Seri üretim materyalleri normalde birbirinin aynıdır ve en ufak bir değişiklik bile hata olarak kabul edilir. İşlevi net biçimde bellidir. Ancak Hortense La Calvez ve Mathieu Goussin, bu ürünlerden enstelasyonlar yapıp, onların doğasına aykırı bir ortamda, su altında yeniden yaratıyor.

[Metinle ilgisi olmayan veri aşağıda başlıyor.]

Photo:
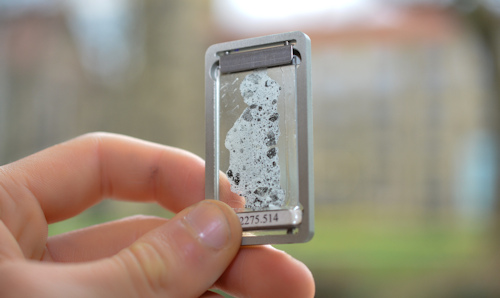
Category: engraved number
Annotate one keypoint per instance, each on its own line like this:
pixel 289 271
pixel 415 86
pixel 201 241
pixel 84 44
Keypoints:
pixel 246 220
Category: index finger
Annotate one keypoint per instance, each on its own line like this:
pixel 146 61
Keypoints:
pixel 72 176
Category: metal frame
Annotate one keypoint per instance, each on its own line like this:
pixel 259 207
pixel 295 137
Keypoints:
pixel 302 48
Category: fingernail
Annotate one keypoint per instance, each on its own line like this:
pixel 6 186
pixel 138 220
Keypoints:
pixel 210 224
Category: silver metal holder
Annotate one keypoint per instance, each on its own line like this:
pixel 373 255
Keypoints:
pixel 259 156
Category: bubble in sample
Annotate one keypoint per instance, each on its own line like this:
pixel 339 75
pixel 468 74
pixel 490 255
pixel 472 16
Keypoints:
pixel 254 170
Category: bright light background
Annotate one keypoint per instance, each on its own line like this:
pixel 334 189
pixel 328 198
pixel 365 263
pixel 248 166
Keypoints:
pixel 260 15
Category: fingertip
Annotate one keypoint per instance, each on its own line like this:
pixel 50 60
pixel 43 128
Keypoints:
pixel 263 271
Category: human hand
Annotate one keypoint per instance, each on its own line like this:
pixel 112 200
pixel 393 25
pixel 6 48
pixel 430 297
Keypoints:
pixel 198 249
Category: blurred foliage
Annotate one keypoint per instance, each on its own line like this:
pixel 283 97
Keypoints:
pixel 391 115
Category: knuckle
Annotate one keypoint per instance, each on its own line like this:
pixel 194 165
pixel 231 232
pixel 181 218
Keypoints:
pixel 147 268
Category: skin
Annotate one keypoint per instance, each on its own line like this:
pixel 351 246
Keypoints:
pixel 141 256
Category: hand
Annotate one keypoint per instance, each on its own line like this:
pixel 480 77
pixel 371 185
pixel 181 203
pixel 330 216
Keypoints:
pixel 198 249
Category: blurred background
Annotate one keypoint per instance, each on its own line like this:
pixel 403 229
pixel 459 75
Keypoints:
pixel 406 101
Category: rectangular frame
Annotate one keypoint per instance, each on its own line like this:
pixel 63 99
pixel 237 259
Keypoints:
pixel 270 53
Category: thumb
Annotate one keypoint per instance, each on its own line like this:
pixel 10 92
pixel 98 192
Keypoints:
pixel 182 258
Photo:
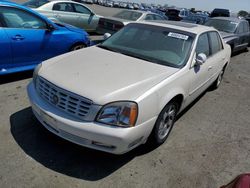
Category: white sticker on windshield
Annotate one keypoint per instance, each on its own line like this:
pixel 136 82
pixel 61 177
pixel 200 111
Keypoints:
pixel 178 36
pixel 235 23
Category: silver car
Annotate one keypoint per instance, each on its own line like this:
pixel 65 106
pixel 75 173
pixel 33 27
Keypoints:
pixel 70 12
pixel 119 20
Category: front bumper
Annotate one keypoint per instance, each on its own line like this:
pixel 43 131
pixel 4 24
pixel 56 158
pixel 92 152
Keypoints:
pixel 93 135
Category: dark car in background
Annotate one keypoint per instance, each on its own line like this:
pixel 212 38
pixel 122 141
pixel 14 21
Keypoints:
pixel 234 31
pixel 218 12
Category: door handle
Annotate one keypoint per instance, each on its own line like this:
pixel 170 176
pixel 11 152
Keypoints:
pixel 210 67
pixel 18 37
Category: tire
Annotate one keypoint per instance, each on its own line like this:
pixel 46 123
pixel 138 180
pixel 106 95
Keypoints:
pixel 218 80
pixel 77 47
pixel 164 123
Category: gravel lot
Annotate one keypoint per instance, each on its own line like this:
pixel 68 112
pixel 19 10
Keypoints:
pixel 208 146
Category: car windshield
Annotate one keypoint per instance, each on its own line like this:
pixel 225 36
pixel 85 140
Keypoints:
pixel 128 15
pixel 35 3
pixel 155 44
pixel 223 25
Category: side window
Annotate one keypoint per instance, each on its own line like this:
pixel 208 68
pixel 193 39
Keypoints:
pixel 240 28
pixel 156 17
pixel 16 18
pixel 215 42
pixel 67 7
pixel 203 45
pixel 81 9
pixel 149 17
pixel 246 27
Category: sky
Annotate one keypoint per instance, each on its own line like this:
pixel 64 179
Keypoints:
pixel 232 5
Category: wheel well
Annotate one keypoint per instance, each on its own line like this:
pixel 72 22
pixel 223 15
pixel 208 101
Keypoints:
pixel 77 43
pixel 179 99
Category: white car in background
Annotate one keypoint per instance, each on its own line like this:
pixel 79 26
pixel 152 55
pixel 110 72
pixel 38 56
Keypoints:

Yakın bir gelecekte aşırı endüstrileşmenin daha da büyük sorunlar çıkaracağı aşikar. Buna rağmen tüketime olan sürekli teşvik içinde de seri üretimin azalması pek mümkün görünmüyor. Geri dönüştürülebilir üretimin çok sınırlı olması, haliyle çevre kirliliğine de yol açıyor. Bu bağlamda çalışma, atık haline gelebilecek ve hatta denizleri kirletebilecek ürünleri dönüştürüp, sanki sualtı dünyasının bir parçasıymış gibi görünen yapılara çeviriyor. Farklı bir amaçla bir araya gelişleri ve suyun altındaki duruşları, bu malzemeleri başkalaşmış ve evrilmiş bir canlıya dönüştürmüş gibi gösteriyor. Karada üzerlerine etkiyen yer çekiminin yerine suyun kaldırma kuvveti onları ilgi çekici kılsa da, aslında yabancı bir dünyaya uyum sağlayan farkı bir tür gibi. Bu halleriyle yavaş, ağırlıksız gibi görünen estetik nesneler yeryüzündeki hızlı, düşüncesizce üretilen ve tüketilen halleri ile tamamen çelişkililer.
La Calvez ve Goussin, çalışmalarında fotoğrafl ve enstelasyon gibi farklı disiplinleri bir arada kullanarak bir anlatım kurguluyor. Roman Signer'in konsept mimarileri ve Susanna Majuri'nin şiirsel fotoğraflarından ilham aldıklarını söylüyorlar.